Judy saw where he was heading. "You're trying to tell me these people are rational. But it's insane to threaten an earthquake!"
"I'll come back to that, okay? Finally, target selection is either specific or random. Trying to kill the president is specific; going berserk with a machine gun in Disneyland is random. Taking the earthquake threat seriously, just for the sake of argument, it would obviously kill a lot of people indiscriminately, so it's random."
Judy leaned forward. "All right, you've got practical intent, political motivation, and random targeting. What does that tell you?"
"The textbook says these people are either bargaining or seeking publicity. I say they're bargaining. If they wanted publicity, they wouldn't have chosen to put their message on an obscure bulletin board on the Internet--they would have go
ne for TV or the newspapers. But they didn't. So I think they simply wanted to communicate with the governor."
"They're naive if they think the governor reads his messages."

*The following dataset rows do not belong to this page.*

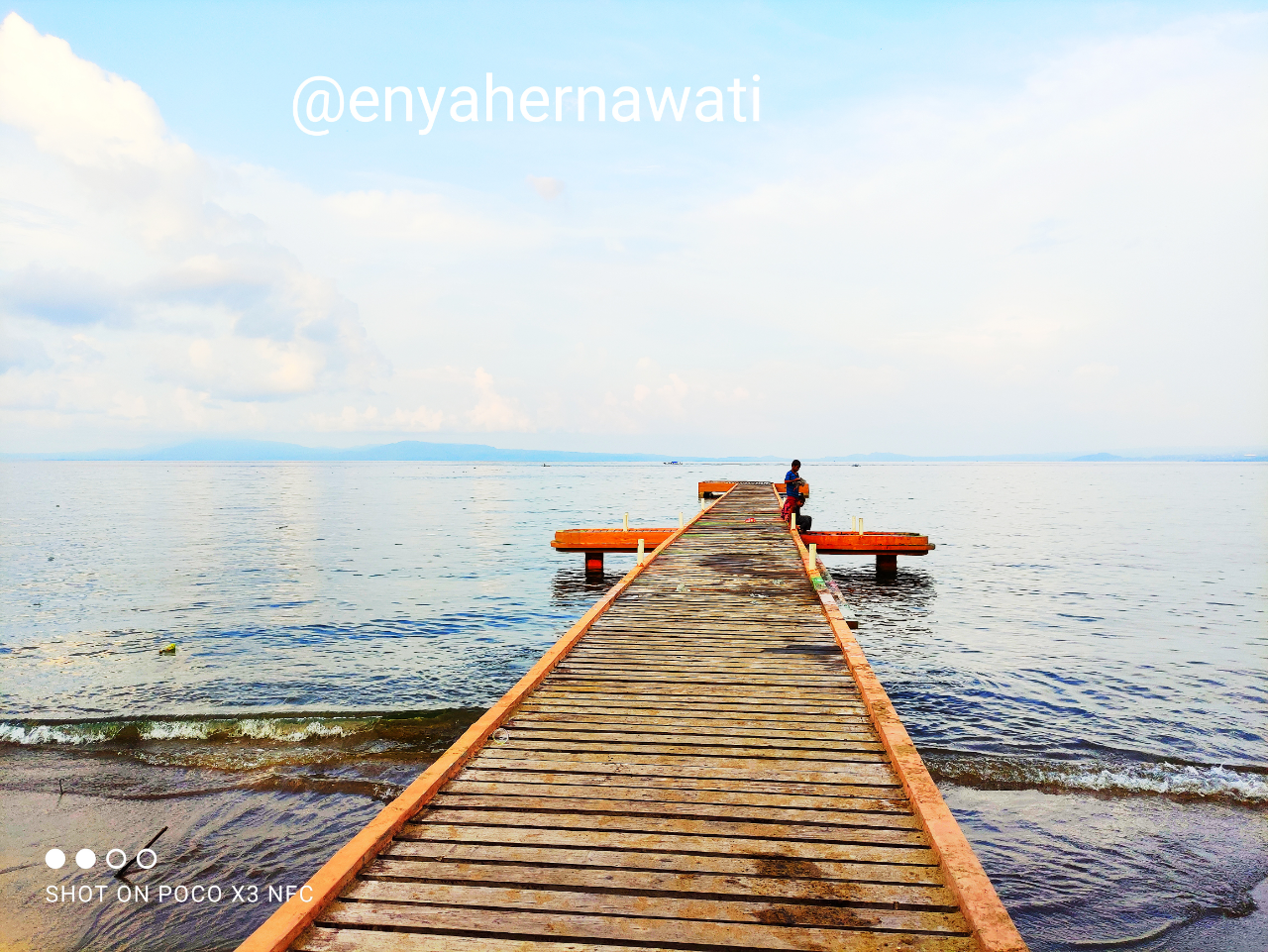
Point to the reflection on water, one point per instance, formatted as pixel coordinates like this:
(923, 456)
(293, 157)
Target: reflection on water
(1082, 676)
(574, 589)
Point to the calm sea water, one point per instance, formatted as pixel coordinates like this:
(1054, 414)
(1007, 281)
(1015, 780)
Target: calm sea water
(1082, 662)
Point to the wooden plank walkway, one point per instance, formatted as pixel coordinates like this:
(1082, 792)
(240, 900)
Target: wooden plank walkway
(704, 762)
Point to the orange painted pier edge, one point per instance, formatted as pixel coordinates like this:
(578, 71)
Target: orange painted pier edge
(294, 915)
(979, 902)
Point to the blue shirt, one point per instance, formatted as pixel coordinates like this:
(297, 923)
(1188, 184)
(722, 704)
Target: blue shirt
(791, 479)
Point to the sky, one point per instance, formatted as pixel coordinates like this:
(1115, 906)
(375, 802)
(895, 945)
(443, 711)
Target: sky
(949, 227)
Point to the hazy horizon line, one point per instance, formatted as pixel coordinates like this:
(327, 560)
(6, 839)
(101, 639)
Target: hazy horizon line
(252, 450)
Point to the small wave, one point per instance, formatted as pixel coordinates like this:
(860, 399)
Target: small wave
(1185, 781)
(411, 726)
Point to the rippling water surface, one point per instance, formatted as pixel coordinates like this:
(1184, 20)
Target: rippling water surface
(1082, 663)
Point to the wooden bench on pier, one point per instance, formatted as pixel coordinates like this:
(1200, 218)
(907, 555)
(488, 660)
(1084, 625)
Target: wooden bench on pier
(702, 761)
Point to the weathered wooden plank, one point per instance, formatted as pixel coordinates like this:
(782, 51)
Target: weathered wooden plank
(533, 797)
(689, 769)
(788, 912)
(700, 884)
(688, 798)
(646, 723)
(854, 766)
(370, 939)
(854, 753)
(707, 738)
(809, 851)
(837, 790)
(589, 860)
(840, 832)
(633, 928)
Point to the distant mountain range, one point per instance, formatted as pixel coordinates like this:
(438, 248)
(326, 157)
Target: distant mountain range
(416, 452)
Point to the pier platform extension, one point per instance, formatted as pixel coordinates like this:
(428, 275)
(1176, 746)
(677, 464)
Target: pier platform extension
(887, 547)
(704, 761)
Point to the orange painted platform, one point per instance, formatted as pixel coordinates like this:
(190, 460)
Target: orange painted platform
(704, 761)
(827, 543)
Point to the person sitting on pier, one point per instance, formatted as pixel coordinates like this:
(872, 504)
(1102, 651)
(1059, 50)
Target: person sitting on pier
(795, 489)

"I agree. These people display an odd combination of sophistication and ignorance."
"But they're serious."
"Yeah, and I've got another reason for believing that. Their demand--for a freeze on new power plants--isn't the kind of thing you would choose for a pretext. It's too down-to-earth. If you were making it up, you'd go for something splashy, like a ban on air-conditioning in Beverly Hills."
"So who the hell are these people?"
"We don't know. The typical terrorist shows an escalating pattern. He begins with threatening phone calls and anonymous letters; then he writes to the newspapers and TV stations; then he starts hanging around government buildings, fantasizing. By the time he shows up for the White House tour with a Saturday night special in a plastic shopping bag, we've got quite a lot of his work on the FBI computer. But not this one. I've had the linguistic fingerprint checked against all past terrorist threats on record at Quantico, but there's no match. These people are new."
"So we know nothing about them?"
"We know plenty. They live in California, obviously."
"How do you know that?"
"The message is addressed 'To the state governor.' If they were in another state, they would send it 'To the governor of California.' "
"What else?"
"They're Americans, and there's no indication of any particular ethnic group: their language shows no characteristically black, Asian, or Hispanic features."
"You left out one thing," Judy told him.
"What?"
"They're crazy."
He shook his head.
Judy said: "Simon, come on! They think they can cause an earthquake. They have to be crazy!"
He said stubbornly: "I don't know anything about seismology, but I know psychology, and I'm not comfortable with the theory that these people are out of their minds. They're sane, serious, and focused. And that means they're dangerous."
"I don't buy it."
He stood up. "I'm beat. Want to go for a beer?"
"Not tonight, Simon--but thanks. And thanks for the report. You're the best."